Daniel Barenboim wird 80: Jürgen Flimm gratuliert
Jürgen Flimm war von 2010 bis 2018 an der Seite Daniel Barenboims Intendant der Berliner Staatsoper. Der 1941 geborene Regisseur machte zuerst im Sprechtheater Karriere, leitete das Kölner Schauspielhaus, das Thalia Theater Hamburg, die Ruhr Triennale und die Salzburger Festspiele. Opern inszeniert er seit 1978.
Als wir vor einigen Jahren das Schillertheater wieder eröffneten – der Berliner Senat hatte das alte Gebäude großzügig restauriert –, schnitten Daniel Barenboim und ich ein rotes Band entzwei und das Publikum strömte ins neue Haus. Wir hatten ein Fest vorbereitet, bei dem sich viele Berühmtheiten auf unserer Bühne tummelten. Gegen Ende hatte ich mit dem Publikum an meiner Applausschule gearbeitet, um ihnen klarzumachen, wie sie in den nächsten Jahren zu applaudieren hätten! Aller Arten!

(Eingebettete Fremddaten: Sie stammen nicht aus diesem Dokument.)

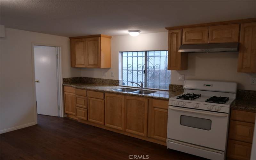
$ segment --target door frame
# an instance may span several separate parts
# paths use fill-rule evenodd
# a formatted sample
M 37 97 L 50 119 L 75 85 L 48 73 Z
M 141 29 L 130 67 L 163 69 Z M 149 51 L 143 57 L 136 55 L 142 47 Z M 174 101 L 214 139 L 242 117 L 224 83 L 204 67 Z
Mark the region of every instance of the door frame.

Bei dem kleinen Konzert, das Barenboim zum Abschluss dem aufgeregten Auditorium auf seinem geliebten Flügel bot, war keine Aufforderung zum Applaus notwendig: Jubel, der nicht enden wollte! So kam Daniel zu mir, der ich als Conférencier am Portal lehnte: „Kann ich noch etwas spielen? Ich spiele so gern!“
Sein kluger Kopf ist immer voll Musik
Jürgen Flimm
„Solange Du willst”, sagte ich. „Was soll ich denn spielen?“ – „Das weißt Du besser.“ Zurück am Piano spielte er noch eine ganze Weile lang Lieblingsstücke von Schumann. Ja, er spielte so gerne. Sein kluger Kopf ist immer voll Musik, sein ganzes Leben lang, das nun 80 Jahre währt, ist voll Musik und nur Musik!
Das wäre nun eine lange Liste, wollte man alle seine Meisterwerke aufzählen, den „Ring des Nibelungen“, den er so liebt, sein umfassender Mozart, die Bruckner-Sinfonien, die er zuletzt in der Carnegie Hall in New York zu einem Höhepunkt geführt hat. Und mit ihm seine Staatskapelle, die ihn nun schon so lange hat, in diesen Kreisen oberster Musikpflege oder auch -verwaltung so selten wie ein Treffer im Lotto! 30 Jahre dauert diese Verbindung nun schon an, zum Ruhme der Kapelle, Barenboims und der Musik in Berlin!
Seine Schüler sollten ihm einen musikalischen Kranz binden : Simone Young, Antonio Pappano, Christian Thielemann, Sebastian Weigle, Philipp Jordan, der junge hochbegabte Thomas Guggeis, der wohl im Moment sein Meisterschüler ist, und so viele mehr!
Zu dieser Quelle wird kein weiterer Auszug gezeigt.